To be fair, some of the time, painful and difficult things do keep us up at night. Real heartaches and torments to lose sleep over.

But mainly, we worry about the oddest things, and create the proverbial mountain out of a molehill without even trying. These things may be used to distract us from the bigger things, but the damage they do to our psyche by getting air-time can't be dismissed.

***

It's been a long time since I let the night-demons take over the asylum, as it were, and I really should know better. But sometimes it sneaks up on. Like when you realise that after nearly three weeks of bad sleep and anxiety, you sat up waiting for a mosquito and making yourself crazy for over an hour.

Sometimes it takes the frypan of enlightenment to the side of the head before you figure it out. It's not fun, but it's effective.

***

This is where you take action. Not about the worries - those need daylight and coffee and a cool head to be solved. But they can be sorted, just not in the middle of the night. So let's start with getting through the night. 

My favourites come in all sorts of packages and can be used in all sorts of situations. Pick the ones that suit and tailor as desired...

Meditation apps have always got mixed reviews due to the voices on them being appealing to some and not so to others. But there are also some that just have sounds; Relax Melodies is my number one-go-to when it comes to getting to sleep, getting back to sleep, or even just quieting the clamour. 

You can combine a variety of sounds, such as bells, different types of music, atmospheric things like birds or waves, and even three ranges of 'white noise'. Set a timer and relax. It's been a saving grace more nights than I can count.

Lists are another good one. I'm not talking lists of how to solve this problem; if we had that much discipline, we wouldn't be in this mess. 

I'm talking the top 10 things that will never go out of style. The best ever breakfast recipes. 5 items of clothing you cannot live without. Name as many types of mobile phone and the company who makes them.

If you're not sleepy after a few pages of this, you're not trying hard enough. 

Making tea was mentioned before. Let's not confine it to that - make hot chocolate! Make decaf coffee. Research shows (again, well-spent grant money right here) that a warm drink tends to calm and soothe.

And if all else fails here, you can now worry about the need to pee in the middle of the night, instead of everything else you've loaded yourself up with. Win!

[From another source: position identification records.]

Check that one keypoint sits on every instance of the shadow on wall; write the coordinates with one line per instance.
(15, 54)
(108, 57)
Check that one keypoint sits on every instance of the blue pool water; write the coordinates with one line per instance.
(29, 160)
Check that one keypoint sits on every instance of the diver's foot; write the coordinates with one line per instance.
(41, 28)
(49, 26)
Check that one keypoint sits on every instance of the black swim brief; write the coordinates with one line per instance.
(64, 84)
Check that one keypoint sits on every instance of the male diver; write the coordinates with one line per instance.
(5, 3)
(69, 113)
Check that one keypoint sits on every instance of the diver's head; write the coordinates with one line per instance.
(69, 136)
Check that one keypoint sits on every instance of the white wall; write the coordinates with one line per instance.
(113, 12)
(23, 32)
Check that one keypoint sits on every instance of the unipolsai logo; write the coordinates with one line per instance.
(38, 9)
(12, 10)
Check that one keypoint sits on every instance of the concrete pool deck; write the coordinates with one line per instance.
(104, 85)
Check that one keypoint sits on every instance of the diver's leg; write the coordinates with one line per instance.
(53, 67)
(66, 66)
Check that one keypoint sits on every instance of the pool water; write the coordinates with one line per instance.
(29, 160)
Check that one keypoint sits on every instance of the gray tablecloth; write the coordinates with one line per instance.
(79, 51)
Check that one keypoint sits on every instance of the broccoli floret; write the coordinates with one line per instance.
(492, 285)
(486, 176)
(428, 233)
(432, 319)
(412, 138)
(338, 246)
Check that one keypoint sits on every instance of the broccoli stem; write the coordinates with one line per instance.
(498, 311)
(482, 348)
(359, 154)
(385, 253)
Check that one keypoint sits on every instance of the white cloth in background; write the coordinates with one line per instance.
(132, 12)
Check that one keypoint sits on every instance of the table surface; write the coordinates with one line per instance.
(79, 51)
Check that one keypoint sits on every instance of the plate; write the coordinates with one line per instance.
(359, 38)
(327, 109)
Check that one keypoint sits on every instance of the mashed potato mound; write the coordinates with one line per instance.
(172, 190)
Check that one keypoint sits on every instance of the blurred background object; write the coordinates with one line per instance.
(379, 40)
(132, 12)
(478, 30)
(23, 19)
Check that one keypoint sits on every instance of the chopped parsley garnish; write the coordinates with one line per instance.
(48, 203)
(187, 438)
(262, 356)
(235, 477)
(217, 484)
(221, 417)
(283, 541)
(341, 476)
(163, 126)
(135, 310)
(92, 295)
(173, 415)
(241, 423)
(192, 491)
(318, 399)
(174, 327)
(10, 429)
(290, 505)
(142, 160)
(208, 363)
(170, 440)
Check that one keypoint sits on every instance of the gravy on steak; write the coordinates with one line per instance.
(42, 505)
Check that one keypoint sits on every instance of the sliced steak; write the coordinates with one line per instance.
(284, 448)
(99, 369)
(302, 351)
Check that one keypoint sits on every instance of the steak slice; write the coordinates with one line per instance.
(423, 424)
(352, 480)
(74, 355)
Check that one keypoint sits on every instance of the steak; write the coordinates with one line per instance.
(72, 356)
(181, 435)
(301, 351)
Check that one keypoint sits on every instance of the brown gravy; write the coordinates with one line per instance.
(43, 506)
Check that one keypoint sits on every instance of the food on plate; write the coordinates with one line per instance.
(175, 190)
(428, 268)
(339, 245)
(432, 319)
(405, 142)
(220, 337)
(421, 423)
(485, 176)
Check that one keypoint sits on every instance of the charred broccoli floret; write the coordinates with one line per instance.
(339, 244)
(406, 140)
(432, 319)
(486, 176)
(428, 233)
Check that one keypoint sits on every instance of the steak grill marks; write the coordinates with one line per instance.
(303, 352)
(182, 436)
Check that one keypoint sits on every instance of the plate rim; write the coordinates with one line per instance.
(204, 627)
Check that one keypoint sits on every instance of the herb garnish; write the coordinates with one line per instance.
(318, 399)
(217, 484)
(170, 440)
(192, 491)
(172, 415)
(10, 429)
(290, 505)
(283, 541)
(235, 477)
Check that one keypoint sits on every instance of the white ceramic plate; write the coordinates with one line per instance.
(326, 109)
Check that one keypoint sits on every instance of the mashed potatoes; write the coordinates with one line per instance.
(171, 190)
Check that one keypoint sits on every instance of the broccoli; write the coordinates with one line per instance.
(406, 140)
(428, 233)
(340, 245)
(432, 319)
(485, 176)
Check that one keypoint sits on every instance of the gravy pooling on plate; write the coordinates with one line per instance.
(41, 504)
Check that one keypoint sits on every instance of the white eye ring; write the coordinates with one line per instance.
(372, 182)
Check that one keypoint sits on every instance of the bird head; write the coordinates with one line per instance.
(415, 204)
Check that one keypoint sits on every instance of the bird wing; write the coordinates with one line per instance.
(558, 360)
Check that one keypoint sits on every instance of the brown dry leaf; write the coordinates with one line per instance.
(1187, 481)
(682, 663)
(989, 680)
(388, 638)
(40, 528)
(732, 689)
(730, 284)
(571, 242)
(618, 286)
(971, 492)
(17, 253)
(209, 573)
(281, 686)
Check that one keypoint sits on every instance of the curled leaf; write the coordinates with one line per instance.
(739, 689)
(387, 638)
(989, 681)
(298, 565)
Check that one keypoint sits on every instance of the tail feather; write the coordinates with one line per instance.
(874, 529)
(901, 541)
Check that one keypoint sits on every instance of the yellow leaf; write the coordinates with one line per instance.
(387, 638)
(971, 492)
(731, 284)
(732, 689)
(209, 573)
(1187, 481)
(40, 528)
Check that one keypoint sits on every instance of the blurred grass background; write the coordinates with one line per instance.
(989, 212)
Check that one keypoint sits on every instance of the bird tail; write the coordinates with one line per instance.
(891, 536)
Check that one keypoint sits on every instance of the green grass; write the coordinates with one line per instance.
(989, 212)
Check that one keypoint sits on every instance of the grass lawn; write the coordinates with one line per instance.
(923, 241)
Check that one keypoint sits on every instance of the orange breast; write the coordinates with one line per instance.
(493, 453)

With the invention of Netflix and other online platforms, we now have a boon for insomniacs like no other. Watch some shows. Hell, watch a lot of shows. Take your mind away from the drama of your life and show it someone elses. Maybe you won't get back to sleep as you'd hoped, but I'm sure your blood pressure will thank you. 

Read a book. It's the old school version of the above, and much better for your eyesight (comparatively speaking). Let yourself drift into a world of another making, let your mind draw pictures of people and places. Again, sleep or no, you're not shredding your nerves on stuff you can't control, so we're calling this a win. 

Lastly, and this one pains me a bit, but there it is; social media. In the current climate of the love/hate relationship we have with it, it can still have it's place. My facebook feed is 75% crochet projects from an online group I've joined. Blankets and shawls and rugs and wraps. Beanies and scarves and gloves. Crocheted cactus and French bulldogs with little ribbons and bells added.

I've never felt so peaceful in my life. And it makes me smile, and relax. It's hard to be apprehensive looking at a foot-tall crocheted Groot. It really is.

***

So don't sit there waiting for the mosquito to come back. Don't waste too many nights worrying about things you can't control, because you probably can, just not then and not without the cool, calm light of day.

As your pot here is saying to all her kettles out there, nothing is as dire as all that, even if it seems so. 

On that note, I'm off to get a chai, a gingernut, and binge watch season four of Once Upon A Time. What about you?